I'd like to run an auto-formatting tool (e.g. Prettier, go fmt, clang-format, terraform fmt ...) on all commits in a branch. I could manually edit each commit in the branch using an interactive rebase (git rebase -i) but that is quite tedious if there are a lot of commits on the branch.
How do I automatically apply the auto-formatting to each commit in the branch?
You can use git rebase --exec like so:
git rebase \
--strategy-option=theirs \
--exec '<formatting/linting command here>; git add --update; git commit --amend --no-edit' <base branch, e.g. "main" or "master">
Using multiple --exec flags is mostly not workable as every --exec needs to run both git add and git commit for it to apply and not stop the rebase. To see the effect of the --exec flag pass --interactive (or -i for short) and you'll see the interactive rebase that it's doing under the hood (and shows why multiline strings in --exec are not allowed).

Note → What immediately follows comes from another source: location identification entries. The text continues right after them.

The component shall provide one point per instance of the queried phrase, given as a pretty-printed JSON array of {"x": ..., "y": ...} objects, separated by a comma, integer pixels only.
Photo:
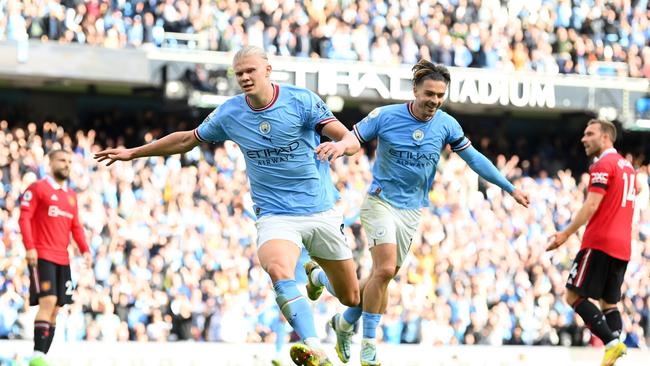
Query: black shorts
[
  {"x": 50, "y": 279},
  {"x": 597, "y": 275}
]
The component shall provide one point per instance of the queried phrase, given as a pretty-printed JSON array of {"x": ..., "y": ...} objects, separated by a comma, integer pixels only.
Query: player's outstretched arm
[
  {"x": 484, "y": 167},
  {"x": 584, "y": 214},
  {"x": 344, "y": 142},
  {"x": 174, "y": 143}
]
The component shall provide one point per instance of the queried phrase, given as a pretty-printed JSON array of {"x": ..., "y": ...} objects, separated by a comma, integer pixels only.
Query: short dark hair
[
  {"x": 55, "y": 152},
  {"x": 607, "y": 127},
  {"x": 424, "y": 70}
]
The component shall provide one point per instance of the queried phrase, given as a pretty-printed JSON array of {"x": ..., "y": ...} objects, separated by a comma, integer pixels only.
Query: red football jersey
[
  {"x": 610, "y": 228},
  {"x": 48, "y": 213}
]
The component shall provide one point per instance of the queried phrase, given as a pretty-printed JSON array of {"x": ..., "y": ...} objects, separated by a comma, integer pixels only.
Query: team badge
[
  {"x": 418, "y": 135},
  {"x": 46, "y": 285},
  {"x": 265, "y": 128}
]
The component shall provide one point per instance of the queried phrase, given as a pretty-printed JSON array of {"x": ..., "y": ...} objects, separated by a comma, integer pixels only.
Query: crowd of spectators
[
  {"x": 174, "y": 241},
  {"x": 604, "y": 37}
]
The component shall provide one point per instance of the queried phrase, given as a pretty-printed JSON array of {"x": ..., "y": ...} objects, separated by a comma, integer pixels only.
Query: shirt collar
[{"x": 56, "y": 185}]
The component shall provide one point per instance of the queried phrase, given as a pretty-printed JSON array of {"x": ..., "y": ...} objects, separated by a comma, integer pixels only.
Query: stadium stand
[
  {"x": 173, "y": 242},
  {"x": 569, "y": 37}
]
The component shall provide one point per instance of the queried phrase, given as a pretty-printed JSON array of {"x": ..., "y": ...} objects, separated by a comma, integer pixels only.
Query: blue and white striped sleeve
[
  {"x": 456, "y": 138},
  {"x": 211, "y": 129},
  {"x": 368, "y": 128}
]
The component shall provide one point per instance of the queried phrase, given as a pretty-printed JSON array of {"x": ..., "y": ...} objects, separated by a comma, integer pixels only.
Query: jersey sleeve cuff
[
  {"x": 198, "y": 137},
  {"x": 358, "y": 134}
]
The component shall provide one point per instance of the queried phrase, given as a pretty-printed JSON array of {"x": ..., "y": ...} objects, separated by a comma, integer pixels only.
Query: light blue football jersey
[
  {"x": 408, "y": 151},
  {"x": 278, "y": 144}
]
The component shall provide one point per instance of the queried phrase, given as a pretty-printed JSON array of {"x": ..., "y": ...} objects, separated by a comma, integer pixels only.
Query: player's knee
[
  {"x": 384, "y": 273},
  {"x": 278, "y": 271},
  {"x": 571, "y": 297},
  {"x": 47, "y": 303}
]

Source: https://blog.scottlogic.com/2019/03/04/retroactively-applying-prettier-to-existing-branches.html
Note: This is also possible using git filter-branch --tree-filter but that command is now discouraged and produces a warning when invoked on the command-line. The suggested alternative git-repo-filter cannot do this directly, but contains an example lint-history-command which is able to do this.